Science Journal of Public Health
Volume 3, Issue 6, November 2015, Pages: 825-829

The Epidemiological Features of Amputations at the University Teaching Hospital in Lusaka, Zambia

Deliwe Mangowela, Esther Munalula-Nkandu, Kangwa M. Chileshe, Hastings Shula,
Loveness A. Nkhata*

University of Zambia, Department of Physiotherapy, School of Medicine, Lusaka, Zambia

Email address:

(L. A. Nkhata)

To cite this article:

Deliwe Mangowela, Esther Munalula-Nkandu, Kangwa M. Chileshe, Hastings Shula, Loveness A. Nkhata.

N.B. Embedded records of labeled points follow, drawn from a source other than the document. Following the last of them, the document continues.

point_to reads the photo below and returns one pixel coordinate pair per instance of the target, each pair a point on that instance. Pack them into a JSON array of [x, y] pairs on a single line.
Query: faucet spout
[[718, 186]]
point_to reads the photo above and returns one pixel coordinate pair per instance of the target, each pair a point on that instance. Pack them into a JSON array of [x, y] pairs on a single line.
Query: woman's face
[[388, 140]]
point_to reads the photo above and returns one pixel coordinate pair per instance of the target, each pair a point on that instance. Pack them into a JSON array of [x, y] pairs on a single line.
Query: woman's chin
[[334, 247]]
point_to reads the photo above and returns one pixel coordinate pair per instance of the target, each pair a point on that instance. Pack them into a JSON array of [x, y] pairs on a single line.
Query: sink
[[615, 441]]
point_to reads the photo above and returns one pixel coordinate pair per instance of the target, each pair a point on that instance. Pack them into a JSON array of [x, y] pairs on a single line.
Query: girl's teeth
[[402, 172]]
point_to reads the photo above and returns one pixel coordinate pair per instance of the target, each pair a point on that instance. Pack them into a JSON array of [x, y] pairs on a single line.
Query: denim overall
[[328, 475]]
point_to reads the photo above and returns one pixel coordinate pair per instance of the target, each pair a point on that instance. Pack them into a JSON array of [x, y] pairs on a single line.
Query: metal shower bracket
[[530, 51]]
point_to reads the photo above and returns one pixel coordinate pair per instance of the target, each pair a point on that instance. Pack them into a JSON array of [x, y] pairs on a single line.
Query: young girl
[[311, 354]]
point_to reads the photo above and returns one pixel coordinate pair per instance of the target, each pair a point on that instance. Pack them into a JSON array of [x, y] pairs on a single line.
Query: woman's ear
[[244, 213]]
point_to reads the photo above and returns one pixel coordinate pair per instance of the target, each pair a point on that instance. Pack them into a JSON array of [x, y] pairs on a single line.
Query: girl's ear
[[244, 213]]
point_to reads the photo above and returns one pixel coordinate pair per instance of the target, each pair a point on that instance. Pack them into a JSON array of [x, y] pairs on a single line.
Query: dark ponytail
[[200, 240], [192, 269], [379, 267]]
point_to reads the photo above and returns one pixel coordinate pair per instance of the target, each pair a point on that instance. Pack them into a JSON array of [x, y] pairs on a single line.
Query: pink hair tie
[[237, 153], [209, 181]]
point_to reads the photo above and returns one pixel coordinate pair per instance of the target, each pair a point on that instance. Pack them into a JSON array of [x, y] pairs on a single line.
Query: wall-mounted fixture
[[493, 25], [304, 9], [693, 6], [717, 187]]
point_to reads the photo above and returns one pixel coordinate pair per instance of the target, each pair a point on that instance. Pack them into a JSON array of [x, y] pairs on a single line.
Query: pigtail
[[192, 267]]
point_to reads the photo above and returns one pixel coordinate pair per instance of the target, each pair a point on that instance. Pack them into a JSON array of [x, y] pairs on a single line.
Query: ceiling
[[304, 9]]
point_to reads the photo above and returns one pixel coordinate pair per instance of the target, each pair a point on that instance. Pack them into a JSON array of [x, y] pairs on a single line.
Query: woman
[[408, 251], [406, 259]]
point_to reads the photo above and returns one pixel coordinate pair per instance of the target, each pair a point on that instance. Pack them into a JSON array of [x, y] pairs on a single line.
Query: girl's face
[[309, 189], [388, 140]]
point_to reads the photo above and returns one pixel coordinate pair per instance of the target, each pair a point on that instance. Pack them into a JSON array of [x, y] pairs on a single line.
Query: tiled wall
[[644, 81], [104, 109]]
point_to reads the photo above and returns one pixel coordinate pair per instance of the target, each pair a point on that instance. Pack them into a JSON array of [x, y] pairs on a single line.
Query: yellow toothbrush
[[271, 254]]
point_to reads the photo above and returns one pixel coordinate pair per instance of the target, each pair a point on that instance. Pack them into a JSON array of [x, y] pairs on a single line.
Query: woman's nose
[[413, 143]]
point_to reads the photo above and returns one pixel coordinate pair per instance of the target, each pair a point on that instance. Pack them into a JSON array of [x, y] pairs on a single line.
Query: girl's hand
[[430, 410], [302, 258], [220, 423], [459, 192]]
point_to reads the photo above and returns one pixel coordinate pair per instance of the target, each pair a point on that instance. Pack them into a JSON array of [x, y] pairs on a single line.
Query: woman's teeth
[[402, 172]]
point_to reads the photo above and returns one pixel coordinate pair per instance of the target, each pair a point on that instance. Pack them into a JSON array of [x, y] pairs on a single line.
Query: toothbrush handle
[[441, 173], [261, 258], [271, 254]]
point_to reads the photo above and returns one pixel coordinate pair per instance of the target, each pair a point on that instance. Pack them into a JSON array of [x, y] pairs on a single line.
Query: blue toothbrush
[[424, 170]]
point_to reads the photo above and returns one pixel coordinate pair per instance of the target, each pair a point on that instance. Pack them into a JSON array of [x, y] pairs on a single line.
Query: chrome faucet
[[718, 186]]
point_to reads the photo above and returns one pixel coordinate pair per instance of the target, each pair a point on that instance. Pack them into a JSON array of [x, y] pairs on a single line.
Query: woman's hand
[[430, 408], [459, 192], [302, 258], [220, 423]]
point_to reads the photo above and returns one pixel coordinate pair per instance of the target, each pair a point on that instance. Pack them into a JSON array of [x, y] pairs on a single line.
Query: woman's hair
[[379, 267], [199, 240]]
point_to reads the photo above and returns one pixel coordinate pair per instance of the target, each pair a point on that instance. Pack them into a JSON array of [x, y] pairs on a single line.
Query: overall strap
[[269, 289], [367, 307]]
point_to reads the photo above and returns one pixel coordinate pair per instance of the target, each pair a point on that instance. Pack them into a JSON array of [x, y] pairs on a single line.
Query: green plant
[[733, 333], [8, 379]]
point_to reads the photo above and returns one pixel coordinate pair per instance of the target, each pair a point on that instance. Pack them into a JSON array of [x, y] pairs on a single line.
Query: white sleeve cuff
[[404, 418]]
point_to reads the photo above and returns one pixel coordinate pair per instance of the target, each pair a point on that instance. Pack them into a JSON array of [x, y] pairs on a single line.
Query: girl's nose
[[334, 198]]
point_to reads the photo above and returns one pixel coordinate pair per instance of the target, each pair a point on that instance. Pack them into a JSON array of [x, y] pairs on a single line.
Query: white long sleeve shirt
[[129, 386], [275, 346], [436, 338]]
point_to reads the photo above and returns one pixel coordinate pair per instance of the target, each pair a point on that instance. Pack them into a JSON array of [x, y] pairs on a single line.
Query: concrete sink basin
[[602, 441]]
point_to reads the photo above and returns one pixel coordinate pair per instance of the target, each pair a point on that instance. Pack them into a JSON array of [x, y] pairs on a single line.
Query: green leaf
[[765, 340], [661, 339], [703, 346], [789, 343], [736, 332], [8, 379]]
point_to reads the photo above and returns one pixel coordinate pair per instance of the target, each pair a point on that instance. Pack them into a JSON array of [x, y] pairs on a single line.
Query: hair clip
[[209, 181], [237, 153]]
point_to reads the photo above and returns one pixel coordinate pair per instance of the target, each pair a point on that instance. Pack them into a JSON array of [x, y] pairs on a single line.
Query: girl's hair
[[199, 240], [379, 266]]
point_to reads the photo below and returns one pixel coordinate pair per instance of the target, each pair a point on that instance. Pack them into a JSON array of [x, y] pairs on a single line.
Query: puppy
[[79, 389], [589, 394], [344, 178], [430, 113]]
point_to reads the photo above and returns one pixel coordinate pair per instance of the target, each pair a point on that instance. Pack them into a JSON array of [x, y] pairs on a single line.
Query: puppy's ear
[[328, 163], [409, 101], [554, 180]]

The Epidemiological Features of Amputations at the University Teaching Hospital in Lusaka, Zambia. Science Journal of Public Health. Vol. 3, No. 6, 2015, pp. 825-829. doi: 10.11648/j.sjph.20150306.15


Abstract: Introduction: While major limb amputations are reported to be a major surgical procedure that is a preventable public health problem, they are associated with profound economic, social and psychological effects on the patient, family and the country at large. There is however, limited data on the epidemiological features of amputations in developing countries where the impact is huge due to poor prosthetic services and unaffordable costs where services are available. The aim of the study was to determine the epidemiological features of amputations done at the University Teaching Hospital in Lusaka, Zambia. Methods: Data was collected using a checklist. The study was retrospective and descriptive in nature. Convenient sampling was used on records of patients who underwent major limb amputations between 2013 and 2014. Results: Out of 84 records that were reviewed, the commonest indication for amputation was trauma 29.8% (n=25), followed by Diabetic complications 21.4% (n=18) and the prevalent age group was 31-50 years 35.8% (n=30). Men were the most affected (70.2%; n=59) giving a ratio of 2.3:1. Lower limbs were more frequent 75% (n=63) than upper limbs 25% (n=21) ratio 3:1. Above knee amputation was the commonest procedure accounting for 45.2% (n=38) cases. Conclusion: Trauma and diabetes were the common indications for amputations at the University Teaching Hospital in Lusaka, Zambia and mostly affected is the productive age group of 31-50 years. Given that both are non-communicable conditions we can conclude that the majority of the amputations could have been prevented with the behaviour change and adherence to traffic regulations by drivers, more road safety education for road users, health education, early presentation and intervention on patients plus appropriate management of the common indications.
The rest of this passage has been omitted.